Therapeutic Potential of Berberine for Osteoporosis and its Underlying Mechanisms: A Bioinformatics, Network Pharmacology, Molecular Dynamics Simulation Study

Abstract

Osteoporosis is a systemic skeletal disease that can easily lead to bone fractures. Berberine has been shown to be effective in treating osteoporosis. This study was conducted to identify the potential mechanism of berberine in treating this complaint. We screened potential targets of berberine and identified the osteoporosis-related differentially expressed genes (DEGs) in the microarray dataset GSE56815. Protein–protein interaction (PPI) network construction, hub targets identification, and pathway enrichment were carried out to find the potential targets. Molecular docking and molecular dynamics studies were performed to verify the combination of berberine with its treatment-related central targets. In addition, SwissADME preliminarily evaluated the physicochemical properties of berberine. Through data mining, 23 osteoporosis-related targets of berberine were selected.
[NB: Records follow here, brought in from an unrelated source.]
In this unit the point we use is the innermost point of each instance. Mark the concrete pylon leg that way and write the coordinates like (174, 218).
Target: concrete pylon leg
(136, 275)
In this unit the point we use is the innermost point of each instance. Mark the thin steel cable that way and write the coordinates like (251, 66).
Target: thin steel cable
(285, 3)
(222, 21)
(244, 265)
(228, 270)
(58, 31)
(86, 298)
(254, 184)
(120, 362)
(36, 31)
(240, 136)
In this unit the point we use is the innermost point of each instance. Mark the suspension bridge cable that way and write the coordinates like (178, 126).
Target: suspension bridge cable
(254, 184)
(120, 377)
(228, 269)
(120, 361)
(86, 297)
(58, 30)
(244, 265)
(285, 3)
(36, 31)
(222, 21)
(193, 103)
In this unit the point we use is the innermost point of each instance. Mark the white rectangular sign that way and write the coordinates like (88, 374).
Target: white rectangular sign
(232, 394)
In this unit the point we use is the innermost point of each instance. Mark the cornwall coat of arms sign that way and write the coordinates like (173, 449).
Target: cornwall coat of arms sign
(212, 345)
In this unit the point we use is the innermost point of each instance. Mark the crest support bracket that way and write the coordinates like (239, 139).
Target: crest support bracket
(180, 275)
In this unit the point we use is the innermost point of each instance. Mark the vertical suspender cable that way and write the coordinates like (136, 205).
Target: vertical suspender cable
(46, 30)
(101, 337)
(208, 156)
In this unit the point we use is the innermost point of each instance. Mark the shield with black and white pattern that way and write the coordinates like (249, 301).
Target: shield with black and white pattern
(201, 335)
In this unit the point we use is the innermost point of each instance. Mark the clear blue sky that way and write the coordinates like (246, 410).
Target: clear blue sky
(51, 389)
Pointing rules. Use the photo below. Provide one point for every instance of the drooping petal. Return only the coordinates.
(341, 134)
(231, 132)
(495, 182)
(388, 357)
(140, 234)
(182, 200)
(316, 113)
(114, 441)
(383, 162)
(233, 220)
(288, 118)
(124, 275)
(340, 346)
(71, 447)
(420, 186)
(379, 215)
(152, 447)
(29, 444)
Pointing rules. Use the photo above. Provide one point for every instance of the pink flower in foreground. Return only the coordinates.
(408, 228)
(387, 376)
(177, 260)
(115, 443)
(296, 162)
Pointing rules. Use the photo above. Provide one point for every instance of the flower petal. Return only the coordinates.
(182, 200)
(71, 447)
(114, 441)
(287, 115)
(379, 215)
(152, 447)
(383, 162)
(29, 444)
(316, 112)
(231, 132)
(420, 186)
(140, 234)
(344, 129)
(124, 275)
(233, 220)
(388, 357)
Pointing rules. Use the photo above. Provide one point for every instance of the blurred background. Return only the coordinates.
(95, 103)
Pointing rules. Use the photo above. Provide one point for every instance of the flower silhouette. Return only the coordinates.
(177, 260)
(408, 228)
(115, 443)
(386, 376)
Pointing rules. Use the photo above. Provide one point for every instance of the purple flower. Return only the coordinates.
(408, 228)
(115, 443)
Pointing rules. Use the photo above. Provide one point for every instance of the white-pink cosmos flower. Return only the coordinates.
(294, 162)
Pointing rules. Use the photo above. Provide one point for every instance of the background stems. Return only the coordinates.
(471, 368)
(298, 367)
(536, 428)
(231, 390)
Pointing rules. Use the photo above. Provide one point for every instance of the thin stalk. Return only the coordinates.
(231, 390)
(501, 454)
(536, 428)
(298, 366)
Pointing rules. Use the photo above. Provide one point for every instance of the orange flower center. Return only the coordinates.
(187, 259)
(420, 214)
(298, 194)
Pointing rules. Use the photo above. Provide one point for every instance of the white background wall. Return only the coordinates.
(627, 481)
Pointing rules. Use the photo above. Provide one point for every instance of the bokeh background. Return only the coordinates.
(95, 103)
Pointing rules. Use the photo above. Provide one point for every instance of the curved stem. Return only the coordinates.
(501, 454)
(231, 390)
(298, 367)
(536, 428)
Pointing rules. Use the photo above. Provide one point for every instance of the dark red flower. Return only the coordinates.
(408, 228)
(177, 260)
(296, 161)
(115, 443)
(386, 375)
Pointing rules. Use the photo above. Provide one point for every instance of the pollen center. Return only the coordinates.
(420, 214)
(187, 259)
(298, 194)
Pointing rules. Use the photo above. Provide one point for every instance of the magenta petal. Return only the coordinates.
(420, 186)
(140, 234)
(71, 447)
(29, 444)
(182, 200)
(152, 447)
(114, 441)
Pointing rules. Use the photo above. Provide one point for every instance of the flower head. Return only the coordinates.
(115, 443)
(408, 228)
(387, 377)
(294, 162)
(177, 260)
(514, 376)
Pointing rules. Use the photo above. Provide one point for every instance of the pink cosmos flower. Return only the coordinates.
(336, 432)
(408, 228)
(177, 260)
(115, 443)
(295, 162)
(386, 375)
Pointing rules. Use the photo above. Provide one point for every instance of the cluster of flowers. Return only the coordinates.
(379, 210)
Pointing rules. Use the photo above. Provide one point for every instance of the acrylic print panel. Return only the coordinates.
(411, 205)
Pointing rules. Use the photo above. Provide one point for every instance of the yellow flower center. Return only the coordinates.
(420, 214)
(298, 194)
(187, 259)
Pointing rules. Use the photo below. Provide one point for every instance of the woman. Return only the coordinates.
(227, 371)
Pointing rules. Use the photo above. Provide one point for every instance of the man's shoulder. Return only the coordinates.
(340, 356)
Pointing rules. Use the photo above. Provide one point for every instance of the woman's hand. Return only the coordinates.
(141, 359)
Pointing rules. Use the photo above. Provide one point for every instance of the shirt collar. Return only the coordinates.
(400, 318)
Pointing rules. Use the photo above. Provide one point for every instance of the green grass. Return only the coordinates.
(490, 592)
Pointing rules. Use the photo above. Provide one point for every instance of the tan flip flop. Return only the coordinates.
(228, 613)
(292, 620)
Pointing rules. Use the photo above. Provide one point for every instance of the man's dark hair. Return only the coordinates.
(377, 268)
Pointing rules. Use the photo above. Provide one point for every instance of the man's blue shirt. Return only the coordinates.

PPI and module analyses suggested that AKT1, MAPK1, ESR1, AR, TP53, and PTGS2 are the core targets of berberine. Docking and molecular dynamics studies showed that berberine could stably bind to core proteins to form a protein–ligand complex. The enrichment analysis showed that the estrogen signaling pathway and thyroid hormone signaling pathway play important roles in curing osteoporosis. To sum up, berberine primarily acts on AKT1, MAPK1, ESR1, AR, TP53, and PTGS2, mainly regulating the estrogen and thyroid hormone signaling pathways to treat osteoporosis in a multi-target, multi-pathway, and multi-system manner.